With his penchant for issuing such statements as "I consider myself the greatest craftsman/director/imagemaker on this planet," it is not surprising that bald, intense filmmaker Tony Kaye embroiled himself in one of the most colorful creative battles in 1990s Hollywood.
Raised in an Orthodox Jewish household, British-born Kaye bucked his working-class roots to forge a career as an artist. To fund his art, Kaye entered the British advertising business, discovering that commercials could become an avenue to filmmaking as well. Honing his craft for ten years, Kaye became a highly paid, award-winning creator of public service announcements and TV spots for Nike and Mercedes-Benz. Kaye also gained notoriety as a conceptual artist whose "hype art" included ads anointing himself "the most important British director since Hitchcock."

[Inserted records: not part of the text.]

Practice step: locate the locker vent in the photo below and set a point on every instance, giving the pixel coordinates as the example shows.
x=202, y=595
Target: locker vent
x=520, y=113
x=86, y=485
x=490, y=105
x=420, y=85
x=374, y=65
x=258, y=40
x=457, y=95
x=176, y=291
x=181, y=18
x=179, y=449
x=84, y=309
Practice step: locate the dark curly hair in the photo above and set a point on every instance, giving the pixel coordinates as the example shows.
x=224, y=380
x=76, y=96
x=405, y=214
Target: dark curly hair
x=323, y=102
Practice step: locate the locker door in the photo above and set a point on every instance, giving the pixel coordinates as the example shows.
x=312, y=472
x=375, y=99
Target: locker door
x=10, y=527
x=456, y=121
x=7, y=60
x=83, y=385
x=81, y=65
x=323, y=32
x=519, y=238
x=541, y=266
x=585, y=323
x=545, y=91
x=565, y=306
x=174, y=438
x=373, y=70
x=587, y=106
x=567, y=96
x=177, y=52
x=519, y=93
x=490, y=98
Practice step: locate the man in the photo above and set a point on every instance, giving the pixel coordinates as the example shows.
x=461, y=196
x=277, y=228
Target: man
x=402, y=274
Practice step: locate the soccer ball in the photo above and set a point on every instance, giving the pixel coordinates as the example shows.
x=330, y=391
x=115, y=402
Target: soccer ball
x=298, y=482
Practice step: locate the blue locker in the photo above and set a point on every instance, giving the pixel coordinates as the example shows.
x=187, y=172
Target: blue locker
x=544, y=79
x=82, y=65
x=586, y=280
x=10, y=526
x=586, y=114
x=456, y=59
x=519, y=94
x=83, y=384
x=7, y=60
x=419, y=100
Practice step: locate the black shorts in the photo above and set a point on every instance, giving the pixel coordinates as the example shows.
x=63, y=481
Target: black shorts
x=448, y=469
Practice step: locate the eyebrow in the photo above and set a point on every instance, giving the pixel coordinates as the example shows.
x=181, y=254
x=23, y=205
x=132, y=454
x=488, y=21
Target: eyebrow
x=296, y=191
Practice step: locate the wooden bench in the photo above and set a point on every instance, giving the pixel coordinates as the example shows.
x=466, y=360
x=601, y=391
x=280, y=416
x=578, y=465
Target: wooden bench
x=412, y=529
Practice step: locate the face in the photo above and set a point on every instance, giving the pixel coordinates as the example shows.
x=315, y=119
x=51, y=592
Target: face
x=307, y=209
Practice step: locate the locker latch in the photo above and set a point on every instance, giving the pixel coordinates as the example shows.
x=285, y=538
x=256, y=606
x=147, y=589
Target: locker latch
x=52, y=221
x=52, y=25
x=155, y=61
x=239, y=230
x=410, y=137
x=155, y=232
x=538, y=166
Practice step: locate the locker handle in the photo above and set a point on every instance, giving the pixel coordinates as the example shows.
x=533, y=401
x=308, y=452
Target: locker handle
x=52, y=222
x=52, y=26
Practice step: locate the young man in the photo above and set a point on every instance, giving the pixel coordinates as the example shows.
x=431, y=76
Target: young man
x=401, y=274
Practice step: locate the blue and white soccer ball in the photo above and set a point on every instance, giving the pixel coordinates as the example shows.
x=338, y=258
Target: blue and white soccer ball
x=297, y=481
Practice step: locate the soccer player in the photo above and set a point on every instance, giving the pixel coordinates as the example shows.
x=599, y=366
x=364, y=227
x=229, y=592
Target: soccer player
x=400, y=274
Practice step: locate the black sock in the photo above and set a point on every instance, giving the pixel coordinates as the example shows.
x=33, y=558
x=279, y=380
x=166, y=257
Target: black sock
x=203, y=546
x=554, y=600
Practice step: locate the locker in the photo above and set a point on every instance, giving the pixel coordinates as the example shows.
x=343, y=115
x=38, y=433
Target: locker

Finally ready to put Hollywood money where his mouth was, Kaye signed on with New Line Cinema in 1996 to direct the Nazi skinhead drama American History X (1998). Serving as his own cinematographer, Kaye made it through the production without problems. During the editing, however, Kaye clashed with New Line and star Edward Norton, going so far as to attend a studio meeting with three holy men in tow to foster a more respectful atmosphere. After Norton took over editing, Kaye placed 35 oblique ads in the trades to express his disgust, publicly questioned why he didn't have the creative control afforded Stanley Kubrick, and demanded that his name be taken off the film and replaced with "Humpty Dumpty." After the Directors' Guild refused that request, Kaye sued them for violating his First Amendment rights. When American History X was finally released in 1998, Kaye's stylish combination of black-and-white and color photography, and gritty, hand-held immediacy, as well as Norton's performance, earned critical kudos (and Norton an Oscar nod), but Kaye was not appeased. His plans to shoot a Tennessee Williams script starring fellow Hollywood thorn Marlon Brando have yet to come to fruition.